Образ мамы – особая удача Минаева. Можно сказать, его невольное педагогическое открытие. Открытие мужественной, остроумной, неожиданной маминой педагогики в тысяче ее интонаций, словечек, реакций, поступков. Тамара Матвеевна, прочтя книгу, с удовлетворением призналась мне: “Я поняла: мой главный талант в жизни – талант воспитателя”.
Еще и поэтому, видимо, книга столь популярна в среде родителей: ведь в этих воспоминаниях – самая исчерпывающая и самая убедительная и живая картина “воспитательной системы”.

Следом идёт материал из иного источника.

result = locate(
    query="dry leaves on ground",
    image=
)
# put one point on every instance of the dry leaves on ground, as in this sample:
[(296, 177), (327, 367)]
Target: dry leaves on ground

…Заключительный, самый “взрослый”, как бы фокусирующий в себе все линии книги рассказ – “Черное стекло жизни”.
Начавшись с описания сочиненной мальчиком игры монетками с разными цифрами в хоккей и в рыцарей на черном стекле, вставленном в трюмо, рассказ обрывается неожиданно, бесповоротно. Как детство. Вот кто-то из гостей уселся на хрупкое черное стекло, оно лопнуло, и его вынесли на помойку.
“Я посмотрел в знакомое и незнакомое зеркало, лишившееся своей важной подзеркальной части…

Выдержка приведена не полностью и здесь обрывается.